This is the question that reaches me on a Monday night as I sit on my couch after work, absolutely exhausted and desperately needing to do something other than stare vacantly into space and let my thoughts wander. I keep opening the Instagram app aimlessly and finding my way back to my blog, which, no, there are still no new posts since I graduated last month, despite all the things I’ve done.
In true Katie fashion, the chaos of the last month has unfolded in a breathless sprint. I graduated college and then went to my last UT Austin mass and moved my stuff back to my family’s house in Dallas on the same day. Two days later I flew to New York City and spent four days hanging out with my friends from my Mexico mission trip. Then on the last day I met up with the group I’d be traveling to Israel with and left the country at approximately 12:30 am. I spent around ten days in Israel, came home, absolutely crashed from jet lag and general sleep deprivation, hung out with some friends the next day, then spent the next three days packing and taking care of moving-to-France logistics. I delayed my move to Colorado by a day or two so that I could present for Asclepios (the analog astronaut mission I work with) at a conference in the Dallas area, and my original plan was to load the car, present, change out of my suit in the bathroom of the conference center, and drive to Colorado, but that got scrapped when my car broke down right before I had to leave. So my mom dropped me off at the conference and I came home after, drove to Lubbock, stayed the night, drove to Colorado, and immediately was launched into the friend group of my new housemates. Then I started work the next day! And it’s been a whirlwind first three weeks.
So I think I crammed just about as much as humanly possible in the past 30 days, and even writing that (and you reading it) took a solid few minutes. There’s so much there that I could talk about. New York? Israel? Colorado? That’s three whole places to try to recap! The question becomes where to begin and what to say, and does it really matter to say it at all?
I don’t know if you’ve ever had the experience of being quiet for a long time— maybe during a standardized test or just going to see a movie— and finding yourself unable to speak once the silence is over. My best friend and I went on a silent retreat during one college spring break and after not speaking for three days, we found ourselves casting around for some way to start a conversation. What to say when you have so much to say?
Of course it seems a little silly to say so much about not saying anything (my friends used to joke that some people have a special talent for this.) But the question is bigger. Why do I want to share stories, why am I writing a blog post that maybe five people will read, why do I keep coming back to my little Instagram blog? Why does it matter?
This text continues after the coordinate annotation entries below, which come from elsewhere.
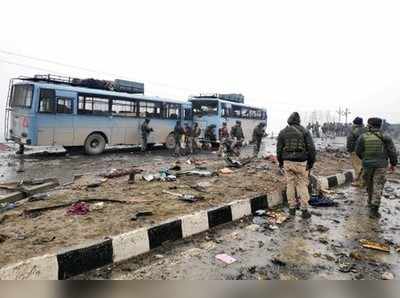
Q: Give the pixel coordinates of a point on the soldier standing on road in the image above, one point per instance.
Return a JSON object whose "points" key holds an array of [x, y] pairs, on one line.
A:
{"points": [[223, 138], [146, 130], [296, 155], [356, 131], [188, 136], [258, 134], [375, 149], [238, 136], [179, 133], [194, 138]]}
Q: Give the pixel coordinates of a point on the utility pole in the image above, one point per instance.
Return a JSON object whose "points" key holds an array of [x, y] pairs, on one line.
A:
{"points": [[346, 113], [340, 112]]}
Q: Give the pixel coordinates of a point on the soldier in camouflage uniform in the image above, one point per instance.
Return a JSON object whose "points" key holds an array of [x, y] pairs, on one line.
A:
{"points": [[356, 131], [296, 156], [375, 149], [238, 136], [258, 134]]}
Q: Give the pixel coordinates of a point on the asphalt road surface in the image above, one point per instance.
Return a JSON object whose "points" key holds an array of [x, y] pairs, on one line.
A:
{"points": [[325, 247]]}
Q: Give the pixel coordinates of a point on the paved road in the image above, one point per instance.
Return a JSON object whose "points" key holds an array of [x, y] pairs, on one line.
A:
{"points": [[325, 247]]}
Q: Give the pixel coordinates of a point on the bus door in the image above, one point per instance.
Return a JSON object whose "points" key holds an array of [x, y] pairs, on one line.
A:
{"points": [[65, 105], [46, 117]]}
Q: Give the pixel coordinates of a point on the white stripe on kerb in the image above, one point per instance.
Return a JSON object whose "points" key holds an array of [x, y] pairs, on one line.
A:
{"points": [[194, 224], [324, 183], [275, 199], [39, 268], [240, 209], [129, 245]]}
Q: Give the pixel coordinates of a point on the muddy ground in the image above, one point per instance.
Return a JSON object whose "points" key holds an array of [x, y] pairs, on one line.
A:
{"points": [[47, 232], [325, 247]]}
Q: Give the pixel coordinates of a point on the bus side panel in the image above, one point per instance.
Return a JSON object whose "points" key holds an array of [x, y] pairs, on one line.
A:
{"points": [[162, 128], [132, 131], [64, 126], [84, 125], [119, 128]]}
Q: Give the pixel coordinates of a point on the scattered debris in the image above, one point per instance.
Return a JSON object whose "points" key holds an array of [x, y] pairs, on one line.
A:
{"points": [[35, 211], [318, 201], [185, 197], [387, 276], [116, 173], [43, 240], [225, 171], [261, 212], [278, 261], [96, 183], [148, 178], [321, 229], [276, 217], [80, 208], [208, 245], [141, 214], [200, 173], [375, 245], [38, 197], [98, 206], [226, 259], [3, 238], [347, 267], [253, 228]]}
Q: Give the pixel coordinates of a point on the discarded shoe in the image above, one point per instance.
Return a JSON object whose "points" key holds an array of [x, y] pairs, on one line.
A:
{"points": [[305, 214], [292, 212], [374, 212]]}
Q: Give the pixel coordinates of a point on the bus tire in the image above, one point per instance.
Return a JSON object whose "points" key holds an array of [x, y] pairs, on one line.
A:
{"points": [[95, 144], [170, 142]]}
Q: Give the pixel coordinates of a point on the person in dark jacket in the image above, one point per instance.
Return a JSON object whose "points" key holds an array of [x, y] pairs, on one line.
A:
{"points": [[357, 130], [296, 156], [237, 136], [376, 151], [179, 133], [146, 130]]}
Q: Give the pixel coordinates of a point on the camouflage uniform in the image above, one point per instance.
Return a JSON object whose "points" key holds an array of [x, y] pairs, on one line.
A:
{"points": [[237, 135], [296, 155], [356, 131], [375, 149], [146, 130], [258, 135], [179, 133]]}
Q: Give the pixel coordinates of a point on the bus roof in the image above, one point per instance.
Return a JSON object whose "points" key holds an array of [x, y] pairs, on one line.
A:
{"points": [[100, 92], [227, 102]]}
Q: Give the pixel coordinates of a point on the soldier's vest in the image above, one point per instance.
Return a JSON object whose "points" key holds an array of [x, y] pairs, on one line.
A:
{"points": [[374, 147], [294, 140]]}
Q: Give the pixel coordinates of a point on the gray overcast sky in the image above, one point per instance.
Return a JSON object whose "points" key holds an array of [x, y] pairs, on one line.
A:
{"points": [[284, 55]]}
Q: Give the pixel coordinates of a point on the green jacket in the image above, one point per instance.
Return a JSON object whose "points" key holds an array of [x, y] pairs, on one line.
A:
{"points": [[355, 133], [375, 149], [295, 143]]}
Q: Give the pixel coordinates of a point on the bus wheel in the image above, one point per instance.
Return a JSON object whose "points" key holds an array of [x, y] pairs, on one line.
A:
{"points": [[170, 143], [95, 144]]}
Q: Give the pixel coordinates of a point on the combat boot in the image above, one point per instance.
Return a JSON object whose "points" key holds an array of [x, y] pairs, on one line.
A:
{"points": [[374, 212], [305, 214]]}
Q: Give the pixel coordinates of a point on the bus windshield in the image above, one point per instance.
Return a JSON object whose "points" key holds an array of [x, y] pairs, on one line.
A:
{"points": [[21, 96], [205, 108]]}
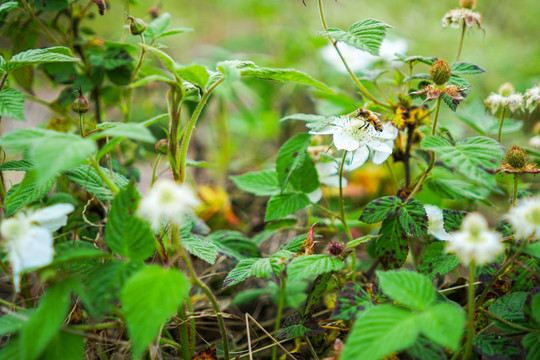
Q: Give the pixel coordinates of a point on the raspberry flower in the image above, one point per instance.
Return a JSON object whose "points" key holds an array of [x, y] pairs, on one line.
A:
{"points": [[28, 237], [167, 202], [475, 242], [525, 218]]}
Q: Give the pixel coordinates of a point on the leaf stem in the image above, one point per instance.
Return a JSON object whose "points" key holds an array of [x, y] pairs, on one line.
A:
{"points": [[470, 313]]}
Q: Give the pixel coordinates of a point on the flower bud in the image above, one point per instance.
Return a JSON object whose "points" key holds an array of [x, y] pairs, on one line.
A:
{"points": [[80, 105], [440, 72], [516, 157], [136, 26], [506, 89], [468, 4]]}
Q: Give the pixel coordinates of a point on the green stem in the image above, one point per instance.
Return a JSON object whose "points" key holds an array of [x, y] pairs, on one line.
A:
{"points": [[361, 87], [501, 122], [189, 130], [281, 303], [461, 40], [470, 314], [110, 183]]}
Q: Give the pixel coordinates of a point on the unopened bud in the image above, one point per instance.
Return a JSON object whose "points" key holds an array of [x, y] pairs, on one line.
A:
{"points": [[80, 105], [516, 157], [468, 4], [136, 26], [506, 89], [440, 72]]}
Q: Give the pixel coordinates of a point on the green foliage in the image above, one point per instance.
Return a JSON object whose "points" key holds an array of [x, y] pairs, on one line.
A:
{"points": [[149, 298], [126, 234], [365, 35]]}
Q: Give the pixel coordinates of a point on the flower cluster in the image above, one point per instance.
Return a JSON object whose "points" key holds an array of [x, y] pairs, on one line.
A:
{"points": [[28, 237]]}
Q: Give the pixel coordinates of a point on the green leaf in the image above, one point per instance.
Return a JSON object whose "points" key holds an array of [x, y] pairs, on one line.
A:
{"points": [[195, 74], [260, 183], [45, 322], [309, 266], [408, 288], [130, 131], [366, 35], [149, 298], [241, 272], [475, 157], [380, 209], [40, 56], [381, 331], [201, 248], [283, 75], [351, 301], [64, 346], [285, 204], [413, 217], [126, 234], [510, 308], [26, 192], [87, 177], [443, 324], [392, 247], [12, 104], [291, 156], [492, 346], [435, 262], [461, 68]]}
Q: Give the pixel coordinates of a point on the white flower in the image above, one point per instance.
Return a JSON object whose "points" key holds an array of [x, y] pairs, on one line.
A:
{"points": [[28, 237], [475, 242], [353, 133], [358, 60], [436, 223], [525, 218], [166, 202], [533, 98]]}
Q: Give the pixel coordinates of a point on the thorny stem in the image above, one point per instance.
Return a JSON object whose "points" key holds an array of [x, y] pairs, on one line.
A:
{"points": [[189, 130], [501, 121], [432, 159], [361, 87], [461, 40], [470, 314], [281, 303]]}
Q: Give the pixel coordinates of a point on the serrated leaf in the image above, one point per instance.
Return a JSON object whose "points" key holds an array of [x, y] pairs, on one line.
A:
{"points": [[475, 157], [149, 298], [309, 266], [241, 272], [462, 68], [443, 324], [260, 183], [283, 75], [380, 209], [201, 248], [510, 308], [126, 234], [40, 56], [392, 247], [285, 204], [413, 217], [435, 262], [366, 35], [26, 192], [369, 338], [407, 287], [87, 177], [12, 104]]}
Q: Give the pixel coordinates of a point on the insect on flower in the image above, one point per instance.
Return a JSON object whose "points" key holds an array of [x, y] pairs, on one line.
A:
{"points": [[101, 6]]}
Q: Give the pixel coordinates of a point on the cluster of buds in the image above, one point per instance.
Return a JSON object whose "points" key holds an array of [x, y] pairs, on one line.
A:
{"points": [[517, 162], [440, 73], [506, 97]]}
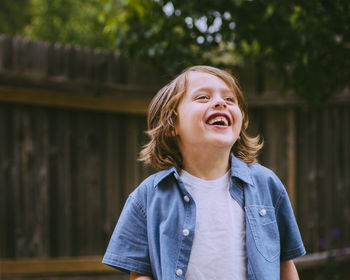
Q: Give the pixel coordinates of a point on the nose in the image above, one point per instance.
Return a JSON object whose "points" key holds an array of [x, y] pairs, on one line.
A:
{"points": [[219, 103]]}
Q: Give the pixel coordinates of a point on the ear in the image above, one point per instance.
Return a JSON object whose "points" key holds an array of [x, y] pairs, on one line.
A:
{"points": [[173, 132]]}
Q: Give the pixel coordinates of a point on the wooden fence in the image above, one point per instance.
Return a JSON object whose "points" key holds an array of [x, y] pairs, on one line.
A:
{"points": [[69, 143]]}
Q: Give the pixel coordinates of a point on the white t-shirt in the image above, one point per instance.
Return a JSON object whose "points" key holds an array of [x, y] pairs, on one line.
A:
{"points": [[218, 250]]}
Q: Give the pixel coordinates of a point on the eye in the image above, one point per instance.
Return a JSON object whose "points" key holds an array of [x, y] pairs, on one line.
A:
{"points": [[202, 97], [230, 99]]}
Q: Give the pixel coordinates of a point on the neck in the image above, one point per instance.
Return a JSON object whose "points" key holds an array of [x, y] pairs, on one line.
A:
{"points": [[208, 164]]}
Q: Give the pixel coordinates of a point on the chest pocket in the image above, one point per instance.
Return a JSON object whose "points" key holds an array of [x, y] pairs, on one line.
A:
{"points": [[263, 224]]}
I write because I love reading, and I read because hearing other people’s stories— what they notice and what makes them laugh and what went dramatically wrong but turned out okay— makes life seem that much more full and exciting. There’s a catharsis in storytelling, and a romanticism as well. To deem a story worthy of writing down or speaking out loud is to say that this fragment of life matters. Think about how often we come home from the grocery store and hold up a new coffee creamer to a roommate and say, “look what I got!” How often do we call a friend to talk about someone attractive we saw at the park or a speeding ticket we got or a plant that we accidentally killed? We spend so much of our lives sharing these little moments and forget them almost instantaneously, but the sharing matters.
When there’s too much to say, I like to start small. Small like I drive forty minutes to work every day and I see the mountains in the not-too-far distance and I say to myself, “I am the luckiest girl in the world.” Small like the living room at our house in Fort Collins is half taken up by giant balloons sent by my boyfriend for my 22nd birthday. Small like at work someone told me that if you get rocket fuel on your clothes you have to wash them really carefully so they don’t catch fire in the drier. Small like I spend so many evenings hanging out at the park, watching the sunset with my friends, and the joy of those nights lingers in the same way that the summer sun seems to stick around that much longer.
What to say after a long silence? Just this—the magnitude of a story is often conveyed in the minutiae.